Now, let's move on to tracking and privacy.

If you have a bunch of MP3 files on your PC and audio playing device of choice there are very limited ways that anyone can authoritatively find out what they are, for example if they wanted to initiate legal actions alleging you stole music (whether or not you really did). If you're using iTunes to manage the files on your device then Apple likely has some data collection options, but there are still privacy issues with them scanning your library and collecting specific details about the contents (though I have to admit I haven't read the terms & conditions on iTunes lately, so maybe they're working around that). If you are actively sharing files that's different, there are means of collecting data across the network about what you are doing, but if you just have a bunch of files sitting on your machine and are not sharing them you're not likely to be hit up with a lawsuit.

However, if you are uploading files to a centralized storage service (for music or any other files), you have effectively handed over any and all expectations of privacy about your files to whoever is running that service. This is especially the case when the storage service is specifically intended for content that is illegal when duplicated without authorization and licensing -- like, say, music.

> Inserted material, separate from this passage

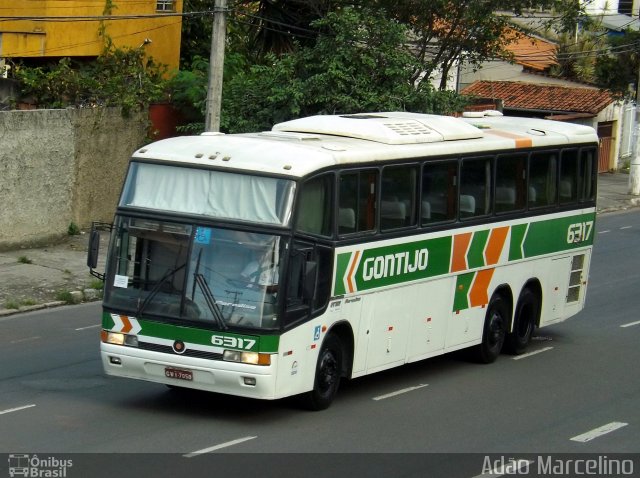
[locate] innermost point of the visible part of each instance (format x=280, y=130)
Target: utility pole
x=216, y=66
x=634, y=166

In and of itself this doesn't seem particularly bad -- I'm sure you wouldn't be actively torrenting music and then uploading to iTunes Cloud. That would just be dumb. But it's entirely possible that a friend could give you a MP3 of a music track that he likes, and you have no idea where it comes from or who else has a copy, and you upload it with all the rest of your ripped files. Maybe you rip a track to MP3 from your own CD, give a copy to a friend, and unknown to you their kid gets a copy and puts it out on a torrent.

Then you upload the file to the cloud, and suddenly you're added to a list of everyone else using the system who has uploaded that file, tracked by it's unique checksum fingerprint. It would be foolish to think that Apple and the others haven't made agreements with the music labels to review those lists, perhaps even as they're trending, and hand them over for legal action if the file is found to be an unauthorized copy (ie, not one that the music labels provided to an authorized reseller). I'm sure there will be details in the terms and conditions of use allowing them to do this, there are usually clauses about illegal activities rendering all privacy protections void.

I wouldn't be surprised that the music labels would even release versions of new tracks via the illegal torrent scene that are specifically intended to generate these lists, allowing them to take action much more quickly, because they will already have proof of the origin of the file. This is already possible, but there's a lot of legwork involved now that makes it prohibitive -- tracking a downloader, forcing their ISP to divulge their contact info, collecting all the downloaded files after getting a court order to seize their PC(s), then doing detailed computer forensics work to compare the files to the original, all while preserving the chain of evidence. The cloud service removes this requirement -- the list of users who have uploaded an unauthorized file is readily available.

So... yeah. Cloud based music services providing quick and accurate evidence for music industry lawsuits.

But remember, it's all about convenience for users!